Helicone is a powerful observability platform that provides valuable insights into your LLM usage. Check out Helicone - Pricing for more information about their product and pricing.

To enable Helicone observability in RAGChat, you simply need to pass your Helicone API key when initializing your model. Here’s how to do it for both custom models and OpenAI:

Install RAG Chat SDK

Initialize the project and install the required packages:

npm init es6
npm install dotenv
npm install @upstash/rag-chat

Setup Upstash Redis

Create a Redis database using Upstash Console or Upstash CLI and copy the UPSTASH_REDIS_REST_URL and UPSTASH_REDIS_REST_TOKEN into your .env file.

.env
UPSTASH_REDIS_REST_URL=<YOUR_URL>
UPSTASH_REDIS_REST_TOKEN=<YOUR_TOKEN>

Setup Upstash Vector

Create a Vector index using Upstash Console or Upstash CLI and copy the UPSTASH_VECTOR_REST_URL and UPSTASH_VECTOR_REST_TOKEN into your .env file.

.env
UPSTASH_VECTOR_REST_URL=<YOUR_URL>
UPSTASH_VECTOR_REST_TOKEN=<YOUR_TOKEN>

Setup QStash LLM

Navigate to QStash Console and copy the QSTASH_TOKEN into your .env file.

.env
QSTASH_TOKEN=<YOUR_TOKEN>

Setup Helicone

Create a Helicone account and get an API key from Helicone -> Settings -> API Keys.
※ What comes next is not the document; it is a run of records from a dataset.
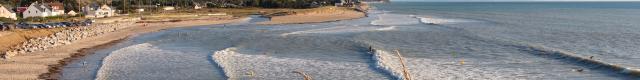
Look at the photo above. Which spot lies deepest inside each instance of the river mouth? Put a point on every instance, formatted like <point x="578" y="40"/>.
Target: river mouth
<point x="332" y="50"/>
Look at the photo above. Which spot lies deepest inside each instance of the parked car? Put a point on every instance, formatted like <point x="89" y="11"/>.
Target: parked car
<point x="3" y="27"/>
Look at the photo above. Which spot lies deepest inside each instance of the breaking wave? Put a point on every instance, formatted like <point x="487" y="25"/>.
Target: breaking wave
<point x="432" y="20"/>
<point x="341" y="29"/>
<point x="395" y="19"/>
<point x="223" y="58"/>
<point x="388" y="63"/>
<point x="571" y="56"/>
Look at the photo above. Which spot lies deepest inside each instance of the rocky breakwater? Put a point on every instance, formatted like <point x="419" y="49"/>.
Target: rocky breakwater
<point x="63" y="37"/>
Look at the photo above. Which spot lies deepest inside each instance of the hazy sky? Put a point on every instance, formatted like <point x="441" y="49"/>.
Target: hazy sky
<point x="509" y="0"/>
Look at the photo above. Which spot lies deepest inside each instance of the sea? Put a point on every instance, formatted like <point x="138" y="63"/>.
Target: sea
<point x="397" y="40"/>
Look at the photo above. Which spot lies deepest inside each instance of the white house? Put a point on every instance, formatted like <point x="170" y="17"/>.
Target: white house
<point x="56" y="8"/>
<point x="36" y="10"/>
<point x="168" y="8"/>
<point x="197" y="6"/>
<point x="72" y="13"/>
<point x="7" y="13"/>
<point x="99" y="12"/>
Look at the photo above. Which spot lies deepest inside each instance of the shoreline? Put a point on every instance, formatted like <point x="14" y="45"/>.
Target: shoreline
<point x="55" y="71"/>
<point x="49" y="63"/>
<point x="319" y="15"/>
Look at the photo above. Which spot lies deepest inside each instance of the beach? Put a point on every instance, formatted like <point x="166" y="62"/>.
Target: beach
<point x="45" y="64"/>
<point x="48" y="63"/>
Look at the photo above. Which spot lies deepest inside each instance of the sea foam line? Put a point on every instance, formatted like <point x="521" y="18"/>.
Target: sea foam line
<point x="575" y="57"/>
<point x="223" y="58"/>
<point x="388" y="63"/>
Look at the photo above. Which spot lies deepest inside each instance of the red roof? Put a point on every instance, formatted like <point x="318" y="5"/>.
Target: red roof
<point x="21" y="9"/>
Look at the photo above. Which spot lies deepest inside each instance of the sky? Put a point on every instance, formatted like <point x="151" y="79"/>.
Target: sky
<point x="506" y="0"/>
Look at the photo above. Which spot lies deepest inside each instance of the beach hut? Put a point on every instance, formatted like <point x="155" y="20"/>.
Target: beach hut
<point x="99" y="11"/>
<point x="72" y="13"/>
<point x="168" y="8"/>
<point x="7" y="13"/>
<point x="36" y="10"/>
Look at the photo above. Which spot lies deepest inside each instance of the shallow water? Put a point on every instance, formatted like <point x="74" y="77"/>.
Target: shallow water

Set your Helicone API key as an environment variable:

.env
HELICONE_API_KEY=<YOUR_API_KEY>

Setup the Project

Initialize RAGChat with Helicone analytics:

index.ts
import { RAGChat, upstash } from "@upstash/rag-chat";
import "dotenv/config";

const ragChat = new RAGChat({
  model: upstash("meta-llama/Meta-Llama-3-8B-Instruct", {
    apiKey: process.env.QSTASH_TOKEN,
    analytics: { name: "helicone", token: process.env.HELICONE_API_KEY! },
  }),
});

Add context to the RAG Chat:

index.ts
await ragChat.context.add("The speed of light is approximately 299,792,458 meters per second.");

Chat with the RAG Chat:

index.ts
const response = await ragChat.chat("What is the speed of light?");
console.log(response);

Run

Run the project:

npx tsx index.ts

Go to the Helicone Dashboard to view your analytics.